This is my boss, Ben. He loves his oyster farm dearly, and I would argue probably as much as he loves his wife and kids. When I’m at our Boston shop, cooped up in the warehouse office sitting at a desk and reeking of fish, Ben is out on his boat harvesting oysters. I don’t know what’s worse: sitting at a desk for 8 hours a day or having to brave chilly winter winds and hauling heavy crates of oysters.
On special occasions, I make it down to Duxbury to capture the action on the farm. Today was one of those special days. When tides are super negative, the water recedes out of the bay and into the ocean, revealing the rich earth scattered with oysters. It’s mind-boggling to imagine the tide coming back in 12 feet higher and cloaking the oyster beds again until the next negative tide.
Today’s theme of “Water” and being on the farm was completely coincidental. It made me think of how we as humans rely on water in so many ways. People like my boss and I rely on water to support our livelihoods. Cities rely on water to flush sewage. Every single person on this planet relies on water to live. 783 million people in our world today do not have access to clean drinking water. We often take water for granted and never think twice about this precious resource, but when approached by a drought like the residents of central California, the importance of water really sinks in.
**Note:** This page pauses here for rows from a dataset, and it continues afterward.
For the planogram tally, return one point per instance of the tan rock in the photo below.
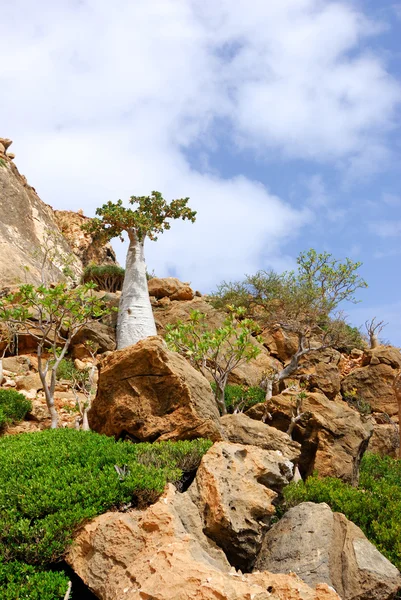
(374, 382)
(241, 429)
(385, 440)
(247, 374)
(171, 288)
(162, 554)
(281, 343)
(99, 333)
(322, 546)
(322, 370)
(149, 393)
(234, 489)
(333, 435)
(87, 248)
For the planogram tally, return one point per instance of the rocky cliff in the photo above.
(29, 228)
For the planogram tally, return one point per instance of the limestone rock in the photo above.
(385, 440)
(234, 489)
(171, 288)
(151, 393)
(247, 374)
(87, 248)
(24, 225)
(322, 370)
(161, 554)
(99, 333)
(333, 435)
(322, 546)
(241, 429)
(374, 381)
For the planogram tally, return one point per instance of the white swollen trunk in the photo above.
(135, 317)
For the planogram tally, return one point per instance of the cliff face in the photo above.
(29, 227)
(83, 245)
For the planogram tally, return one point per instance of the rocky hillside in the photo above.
(28, 226)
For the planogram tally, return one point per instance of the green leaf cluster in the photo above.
(218, 351)
(299, 300)
(151, 217)
(375, 505)
(52, 481)
(239, 398)
(13, 407)
(106, 277)
(19, 581)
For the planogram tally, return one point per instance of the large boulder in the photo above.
(97, 332)
(170, 287)
(241, 429)
(321, 370)
(333, 436)
(149, 393)
(234, 489)
(249, 374)
(161, 553)
(322, 546)
(374, 381)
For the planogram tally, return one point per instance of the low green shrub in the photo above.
(375, 505)
(13, 407)
(107, 277)
(239, 398)
(53, 480)
(19, 581)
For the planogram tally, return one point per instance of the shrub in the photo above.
(53, 480)
(238, 398)
(19, 581)
(375, 505)
(107, 277)
(13, 407)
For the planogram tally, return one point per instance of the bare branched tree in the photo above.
(373, 328)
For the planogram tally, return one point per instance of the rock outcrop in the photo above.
(149, 393)
(374, 380)
(25, 227)
(29, 228)
(87, 248)
(241, 429)
(162, 554)
(332, 435)
(322, 546)
(234, 489)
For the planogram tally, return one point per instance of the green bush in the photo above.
(240, 397)
(107, 277)
(375, 505)
(53, 480)
(13, 407)
(19, 581)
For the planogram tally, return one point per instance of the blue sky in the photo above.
(279, 119)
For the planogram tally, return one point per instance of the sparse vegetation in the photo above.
(151, 217)
(42, 501)
(13, 407)
(375, 505)
(217, 351)
(107, 277)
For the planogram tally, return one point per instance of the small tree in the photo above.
(373, 328)
(7, 335)
(52, 316)
(301, 302)
(151, 217)
(218, 351)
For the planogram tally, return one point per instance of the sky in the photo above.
(280, 119)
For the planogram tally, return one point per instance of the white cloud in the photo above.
(386, 228)
(104, 101)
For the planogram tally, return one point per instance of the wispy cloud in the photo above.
(103, 103)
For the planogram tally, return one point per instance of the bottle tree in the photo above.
(151, 217)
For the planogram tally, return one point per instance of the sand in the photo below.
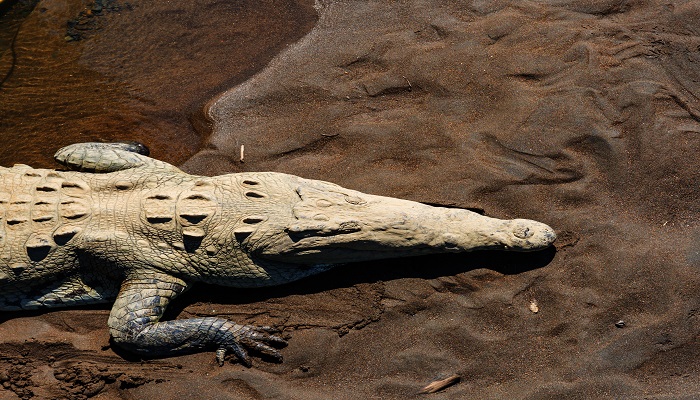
(582, 114)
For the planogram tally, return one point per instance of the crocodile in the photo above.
(115, 225)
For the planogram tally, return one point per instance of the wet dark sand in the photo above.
(581, 114)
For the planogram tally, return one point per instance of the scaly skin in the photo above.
(124, 226)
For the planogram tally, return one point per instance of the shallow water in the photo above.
(74, 71)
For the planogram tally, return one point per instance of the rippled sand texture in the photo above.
(141, 71)
(581, 114)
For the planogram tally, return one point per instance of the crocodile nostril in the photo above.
(522, 232)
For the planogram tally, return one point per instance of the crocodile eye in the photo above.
(522, 232)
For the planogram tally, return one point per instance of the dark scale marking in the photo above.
(255, 195)
(160, 197)
(193, 218)
(159, 219)
(64, 234)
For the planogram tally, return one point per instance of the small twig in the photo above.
(437, 386)
(410, 87)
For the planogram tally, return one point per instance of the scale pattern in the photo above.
(123, 227)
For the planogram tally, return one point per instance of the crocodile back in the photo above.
(41, 211)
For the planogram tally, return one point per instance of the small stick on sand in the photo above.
(438, 385)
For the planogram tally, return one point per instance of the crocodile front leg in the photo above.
(134, 324)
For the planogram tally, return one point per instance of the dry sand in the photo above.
(581, 114)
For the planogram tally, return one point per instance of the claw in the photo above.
(220, 354)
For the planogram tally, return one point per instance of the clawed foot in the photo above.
(249, 337)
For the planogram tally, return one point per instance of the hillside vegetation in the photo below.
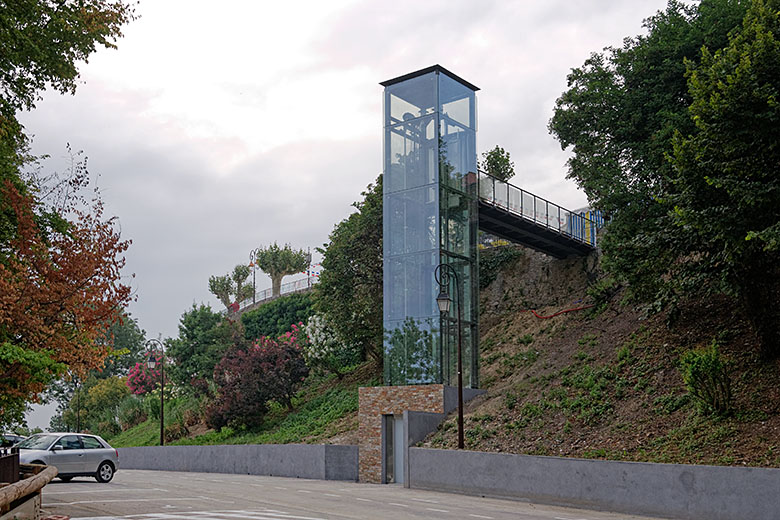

Side note: The results of the midterm elections were in this morning, and it’s clear that we will have a Republican-controlled Congress. There was a very scary NY Times poll showing an overwhelming 83% of Republicans who do not think climate change is a serious problem. I’m typically not into politics, but climate change is one issue I am pretty passionate about, especially working in the seafood industry. I believe we’re already seeing some repercussions of climate change including the effects on our freshwater supply, and unless we make changes, it will only get worse.